Colombia has rejected an attempt to legalize the recreational cannabis market for adult use, a blow to hopes that the government might pursue a regulatory model rather than prohibition.
On Wednesday night, the plenary session of the Senate failed to pass the proposed constitutional reform, falling short, with 47 votes in favor and 43 against, of garnering the 54 votes necessary to pass the law.
“We arrived at this debate exhausted, but with the peace of mind of having done everything possible so that this country could imagine different paths to face a problem that deeply afflicts it,” said María José Pizarro, the senator from the Historical Pact who was responsible for the project.
The legalization of recreational cannabis was seen as a source of much-needed tax revenue for many rural areas. The project proposed by the liberal representative Juan Carlos Losada had set out to allocate the money generated by taxes to health, education and agriculture in those regions.
Some senators from the opposition parties of the Democratic Center, Conservative Party, U Party, and Green Party worked to oppose the bill, leaning heavily on moral and religious arguments and deeming it a threat to children.
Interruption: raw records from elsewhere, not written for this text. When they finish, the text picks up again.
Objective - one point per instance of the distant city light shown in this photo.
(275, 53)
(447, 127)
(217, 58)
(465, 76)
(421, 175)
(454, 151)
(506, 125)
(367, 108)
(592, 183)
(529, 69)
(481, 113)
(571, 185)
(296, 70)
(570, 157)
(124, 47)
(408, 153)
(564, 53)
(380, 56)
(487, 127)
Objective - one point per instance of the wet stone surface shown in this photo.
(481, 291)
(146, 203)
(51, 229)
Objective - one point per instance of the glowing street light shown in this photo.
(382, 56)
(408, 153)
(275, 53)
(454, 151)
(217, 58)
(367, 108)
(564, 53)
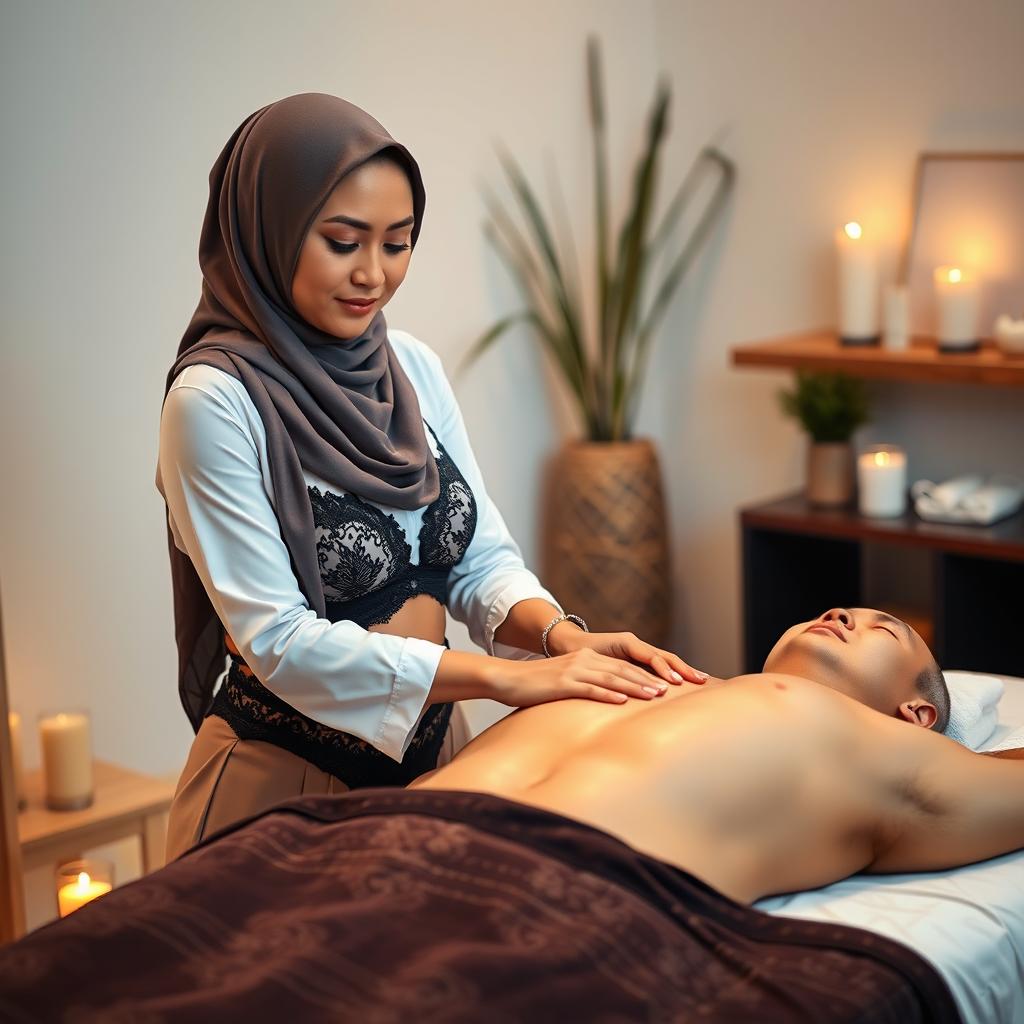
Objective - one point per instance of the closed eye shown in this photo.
(350, 247)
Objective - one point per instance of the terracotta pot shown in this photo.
(605, 544)
(829, 472)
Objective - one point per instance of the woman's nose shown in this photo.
(844, 615)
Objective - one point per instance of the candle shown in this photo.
(858, 287)
(14, 727)
(80, 882)
(67, 760)
(882, 481)
(956, 300)
(897, 317)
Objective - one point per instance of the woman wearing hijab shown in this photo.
(324, 505)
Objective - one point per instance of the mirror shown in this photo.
(969, 212)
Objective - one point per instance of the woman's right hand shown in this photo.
(584, 674)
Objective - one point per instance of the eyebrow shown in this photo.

Jota Pe Hernández, a representative from the Green Party, celebrated the bill’s rejection on Twitter, declaring “the Senate says NO to legalizing the sale and distribution of marijuana!!”
The failure of the cannabis bill comes in the face of other much-needed social reforms proposed by the government, including labor and pension reforms, that are still without solid majorities and a stable legislative coalition for the President Gustavo Petro. With this setback, the fight against illicit drugs in Colombia will continue along the same failed lines.